"Nós, os monarcas, somos incontestavelmente constantes em um mundo em constante transformação. Pelo motivo de termos estado sempre aqui, mas também por não nos envolvermos na política cotidiana. Estamos informados das mudanças políticas que acontecem em nossas sociedades, mas não fazemos comentários sobre isso. É nisso que assumimos uma posição única. Nenhum dos outros monarcas europeus interfere na política."

Margarethe II, Rainha da Dinamarca

sexta-feira, 27 de maio de 2011

O Partido Imperial


Poder Moderador é aquela instância suprema que paira acima das disputas de partidos, grupos, seitas, idéias e indivíduos. Tivemos um na pessoa do Imperador. Pedro II não era liberal nem conservador, nem progressista nem reacionário. Era o molde pelo qual se recortava a sociedade, tanto nos seus limites externos quanto nas suas diferenciações internas. Era o ponto arquimédico da coincidentia oppositorum , a medida de todas as coisas, o primeiro motor imóvel do microcosmo nacional.

Destronado, foi substituído por uma oligarquia que tentou copiar sua imobilidade olímpica mas fracassou pela impotência de controlar seus conflitos internos.
Getúlio Vargas, que a derrubou, soube assumir o lugar de Pedro II, apenas variando o método. Onde o Imperador se mantivera como eixo da roda por meio de um distanciamento aristocrático que raiava a indiferença, Getúlio se conservava no centro pela sua habilidade de ir simultaneamente em todas as direções, de se meter em tudo sem se comprometer com nada, chegando a criar ao mesmo tempo um partido trabalhista e um conservador, e fazendo enfim, como notou José Ortega y Gasset, “política de esquerda com a mão direita e política de direita com a mão esquerda”.

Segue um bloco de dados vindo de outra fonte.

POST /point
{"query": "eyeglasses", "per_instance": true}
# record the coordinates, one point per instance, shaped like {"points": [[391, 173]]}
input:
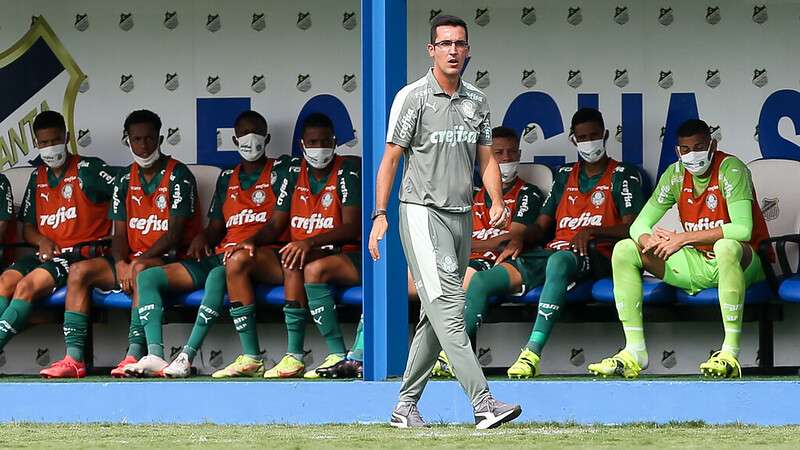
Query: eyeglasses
{"points": [[443, 45]]}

Esgotadas as possibilidades desse leque de arranjos, a mesma entidade que derruba o ditador -- a força armada -- assume as funções de poder moderador. De início, mantém-se num discreto segundo plano, mas impondo de longe o padrão e a medida, aparando excessos e desequilíbrios de um lado e de outro, demarcando sutilmente -- às vezes não tão sutilmente -- a fronteira entre o proibido e o permitido. A classe política se agita, berra, esbraveja, mas sabe que, sem o “nihil obstat” dos generais, nada se fará. Daí a intensa necessidade de persuadi-los, de conquistá-los, ou então de usurpar a base mesma do seu poder: a liderança da tropa. 

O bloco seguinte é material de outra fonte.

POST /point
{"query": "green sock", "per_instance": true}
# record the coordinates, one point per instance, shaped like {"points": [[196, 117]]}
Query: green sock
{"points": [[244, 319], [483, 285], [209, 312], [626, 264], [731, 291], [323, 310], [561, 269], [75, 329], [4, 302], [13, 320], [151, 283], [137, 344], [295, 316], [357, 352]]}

Ao fim de duas décadas de sedução, de envolvimento, de infiltração, as dissensões que minam o corpo da sociedade vazam para dentro dos quartéis. Tropas rebelam-se, oficiais alinham-se com este ou aquele partido, o poder moderador naufraga.

O fracasso da vigilância discreta deságua no movimento de março de 1964, quando a elite militar assume diretamente o comando do processo. Mas assume-o querendo conservar, ao mesmo tempo, suas prerrogativas morais de casta nobre superior às contingências da “mera política”. Para a “política” criam-se dois partidos, mas, como o poder moderador já não controla somente o Estado e sim também o governo, a “política” se esgota em dar ou tirar legitimação simbólica às decisões da autoridade suprema. Numa curiosa inversão da ordem monárquica, é a classe política que reina mas não governa.

Como isso não podia durar, não durou. De 1988 a 2002, as Forças Armadas retiram-se para uma posição cada vez mais recolhida, mais humilhante, lutando para conservar seu sentimento de honra sob as cusparadas da mídia, o corte drástico de recursos, o desmantelamento da indústria bélica e a perda das cadeiras militares no ministério. 

A ascensão da classe política faz-se sob a forma de uma proliferação cancerosa de entidades partidárias das quais só uma tem programa a longo prazo, estratégia abrangente, vasta militância organizada e apoio externo -- numa gama que vai desde a grande mídia internacional até um feixe de organizações terroristas e narcoterroristas. 

Será de estranhar que essa entidade, subindo ao poder, não queira se comportar como um partido entre outros, ocupante ocasional e cíclico do executivo, mas tenda a elevar-se ao estatuto de novo poder moderador, remoldando o cenário político à sua imagem e semelhança e reduzindo os demais partidos à condição de forças auxiliares ou de oposições consentidas, cingidas à discussão de picuinhas sem o menor alcance estratégico?

O Brasil jamais viveu - parece que não sabe viver - sem um poder moderador. 


Destronado o Imperador, esvaziada a oligarquia, caído o ditador, subjugadas as Forças Armadas, quem poderia ocupar o posto, senão aquele partido que aprendeu em Gramsci a só operar dentro do sistema para engoli-lo e tornar-se ele próprio o sistema?